Auch hier bemühte sich meine Mutter sofort um eine Arbeit und konnte am 1. Januar die Stelle als Chefköchin im Krankenhaus „Am Nußbaum“ antreten. Vielen Weißenburgern ist das heute nicht mehr bekannt. Es bestand aus drei Gebäuden auf der Ludwigshöhe etwa auf Höhe des Altersheims der Arbeiterwohlfahrt, aber weiter östlich. Das Krankenhaus diente zur Unterbringung von Frauen, die sich mit den amerikanischen Besatzungssoldaten eingelassen hatten und sich entweder schon Geschlechtskrankheiten zugezogen hatten oder dort zur Vorsorge untersucht werden sollten. Die Krankenräume waren vergittert, und es wurde auf absolute Quarantäne geachtet. Im ersten der drei Gebäude waren die Küche und Wirtschaftsräume. Hier wohnten später auch meine Eltern und ich in einem kleinen Zimmer bis 1948. Die „kasernierten“ Damen wurden wohl auf Anweisung der Amerikaner ausreichend mit Lebensmitteln versorgt, sodass auch wir ab da wenigstens nicht mehr Hunger leiden mussten.

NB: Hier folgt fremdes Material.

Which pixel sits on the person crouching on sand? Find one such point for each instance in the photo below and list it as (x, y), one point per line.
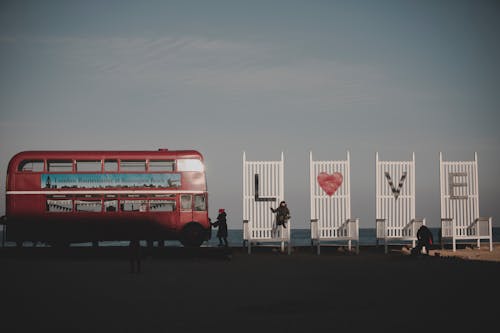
(282, 214)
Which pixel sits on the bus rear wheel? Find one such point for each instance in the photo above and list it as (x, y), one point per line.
(192, 235)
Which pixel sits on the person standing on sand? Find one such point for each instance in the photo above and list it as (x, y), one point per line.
(135, 256)
(424, 238)
(221, 224)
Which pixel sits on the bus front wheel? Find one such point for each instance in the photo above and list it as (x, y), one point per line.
(192, 235)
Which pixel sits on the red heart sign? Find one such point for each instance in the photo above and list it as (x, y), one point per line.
(330, 183)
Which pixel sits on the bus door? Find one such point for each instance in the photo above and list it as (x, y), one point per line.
(186, 211)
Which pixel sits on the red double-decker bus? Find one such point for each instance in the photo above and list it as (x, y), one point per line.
(63, 197)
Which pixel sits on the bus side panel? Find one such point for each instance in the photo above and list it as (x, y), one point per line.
(24, 181)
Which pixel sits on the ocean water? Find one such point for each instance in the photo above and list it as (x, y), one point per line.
(299, 237)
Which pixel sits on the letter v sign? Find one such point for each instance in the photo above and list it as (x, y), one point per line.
(396, 191)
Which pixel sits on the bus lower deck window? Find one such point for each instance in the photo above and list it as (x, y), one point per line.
(31, 166)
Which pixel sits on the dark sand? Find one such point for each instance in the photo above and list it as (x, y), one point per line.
(216, 290)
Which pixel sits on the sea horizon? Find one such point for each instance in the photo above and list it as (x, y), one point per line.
(299, 237)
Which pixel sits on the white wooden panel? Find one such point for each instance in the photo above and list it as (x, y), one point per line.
(257, 202)
(395, 198)
(330, 205)
(459, 187)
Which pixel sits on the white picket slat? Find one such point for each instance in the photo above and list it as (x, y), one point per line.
(259, 223)
(330, 213)
(395, 201)
(460, 218)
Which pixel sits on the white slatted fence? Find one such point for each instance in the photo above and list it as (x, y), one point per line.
(460, 218)
(330, 194)
(395, 201)
(263, 189)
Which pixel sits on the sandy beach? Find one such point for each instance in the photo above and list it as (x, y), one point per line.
(228, 290)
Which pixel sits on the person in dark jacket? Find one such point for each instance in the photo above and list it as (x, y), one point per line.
(424, 238)
(221, 224)
(282, 214)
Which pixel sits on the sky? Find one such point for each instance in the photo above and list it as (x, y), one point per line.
(260, 77)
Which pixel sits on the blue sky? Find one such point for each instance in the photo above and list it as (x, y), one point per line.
(223, 77)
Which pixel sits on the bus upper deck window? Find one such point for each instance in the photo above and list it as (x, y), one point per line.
(200, 203)
(111, 165)
(60, 166)
(88, 166)
(186, 201)
(31, 166)
(133, 165)
(158, 165)
(189, 164)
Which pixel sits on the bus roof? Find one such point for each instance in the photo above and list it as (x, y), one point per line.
(103, 154)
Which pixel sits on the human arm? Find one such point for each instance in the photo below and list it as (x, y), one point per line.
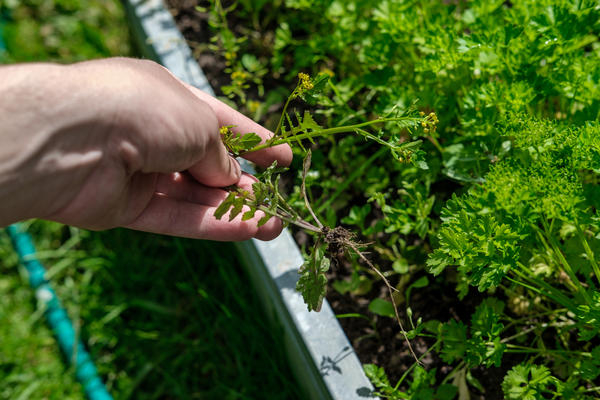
(105, 143)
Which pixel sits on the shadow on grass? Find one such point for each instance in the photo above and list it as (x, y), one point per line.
(170, 318)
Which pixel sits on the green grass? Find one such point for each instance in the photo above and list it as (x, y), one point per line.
(162, 317)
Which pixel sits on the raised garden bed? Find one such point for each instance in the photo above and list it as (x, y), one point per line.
(492, 247)
(320, 355)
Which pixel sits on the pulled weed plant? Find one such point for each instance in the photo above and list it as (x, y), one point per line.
(506, 213)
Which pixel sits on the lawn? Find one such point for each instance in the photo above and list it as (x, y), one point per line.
(162, 317)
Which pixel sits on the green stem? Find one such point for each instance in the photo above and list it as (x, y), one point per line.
(286, 218)
(355, 174)
(287, 103)
(548, 235)
(549, 292)
(589, 252)
(405, 374)
(514, 348)
(329, 131)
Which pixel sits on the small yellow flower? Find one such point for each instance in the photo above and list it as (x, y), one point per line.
(239, 76)
(305, 83)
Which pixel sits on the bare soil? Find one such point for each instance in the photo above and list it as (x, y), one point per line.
(377, 341)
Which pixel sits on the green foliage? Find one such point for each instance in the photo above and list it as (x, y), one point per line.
(507, 200)
(530, 382)
(63, 30)
(312, 283)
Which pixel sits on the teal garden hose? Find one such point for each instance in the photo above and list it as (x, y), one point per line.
(57, 317)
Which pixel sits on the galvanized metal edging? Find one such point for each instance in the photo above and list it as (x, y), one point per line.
(318, 350)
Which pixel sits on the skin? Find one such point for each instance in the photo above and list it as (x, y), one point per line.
(121, 143)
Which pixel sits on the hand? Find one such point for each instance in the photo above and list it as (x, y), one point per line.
(121, 142)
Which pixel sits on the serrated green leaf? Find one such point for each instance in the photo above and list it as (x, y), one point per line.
(249, 214)
(236, 209)
(264, 220)
(382, 308)
(225, 205)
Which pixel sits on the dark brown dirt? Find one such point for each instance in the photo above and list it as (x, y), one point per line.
(376, 339)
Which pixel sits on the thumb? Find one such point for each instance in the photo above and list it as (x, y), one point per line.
(217, 168)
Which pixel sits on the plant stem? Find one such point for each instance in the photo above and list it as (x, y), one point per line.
(355, 174)
(287, 103)
(274, 141)
(589, 252)
(391, 292)
(564, 262)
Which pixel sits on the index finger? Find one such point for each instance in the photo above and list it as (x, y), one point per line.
(228, 116)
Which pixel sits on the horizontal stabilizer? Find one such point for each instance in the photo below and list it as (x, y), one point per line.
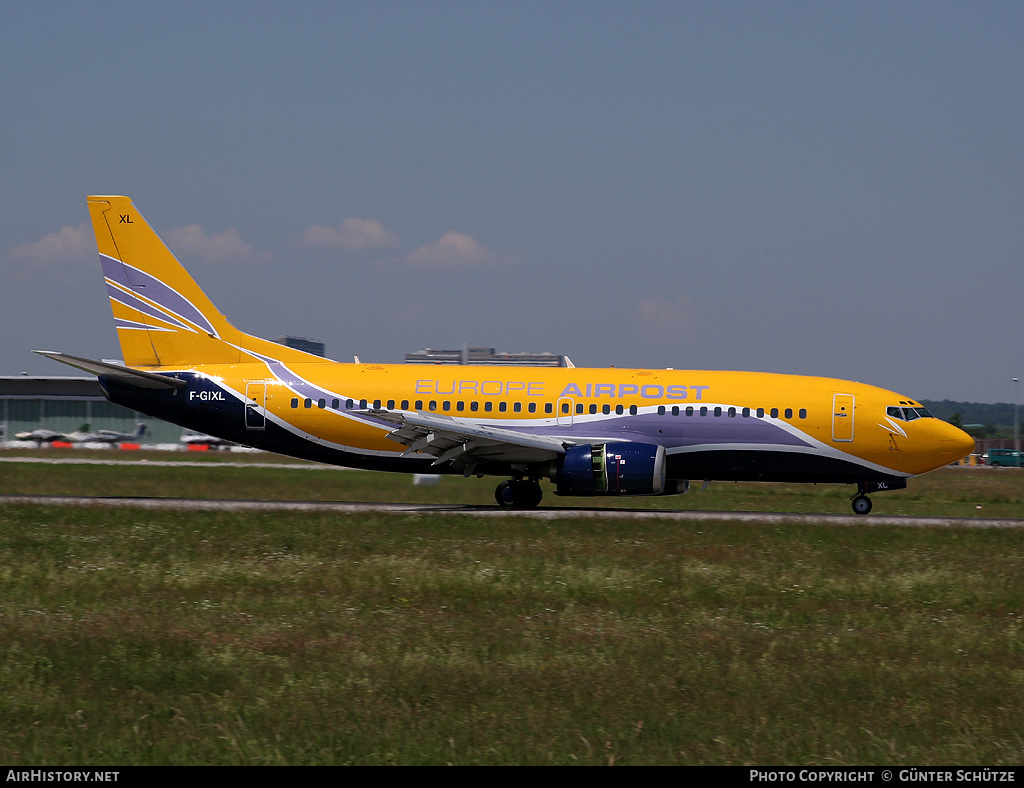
(123, 375)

Das Krankenhaus hatte natürlich einen denkbar schlechten Ruf, was sicher auch der Grund war, dass meine Mutter die Anstellung so schnell bekommen hatte. Der damalige Chefarzt war Herr Dr. Muggenthaler. Dieser achtete allerdings streng darauf, dass die Gesundheitsvorschriften eingehalten wurden und ein Kontakt zwischen dem Küchenpersonal und „Patienten“ nicht möglich war. Im Juli 1948 wurde das Krankenhaus geschlossen und meine Mutter arbeitete wieder in ihrem Beruf als Lehrerin. Doch zurück zu 1946. Da die Frau des Chefarztes eine Gesangsausbildung genossen hatte und meine Mutter eine ausgezeichnete Pianistin war, kam es bald zu privaten Kontakten. Frau Muggenthaler und Frau Belz, ebenfalls eine ausgebildete Operettensängerin und Frau des späteren Leiters des Weißenburger Gesundheitsamtes, engagierten meine Mutter als Begleiterin am Klavier. Diese freundschaftlichen und musikalischen Beziehungen mit Frau Belz hielten bis zum Tod meiner Mutter im Jahr 1999. Diese menschlichen Kontakte halfen uns auch sehr bei den Bemühungen, sich in Weißenburg zu integrieren.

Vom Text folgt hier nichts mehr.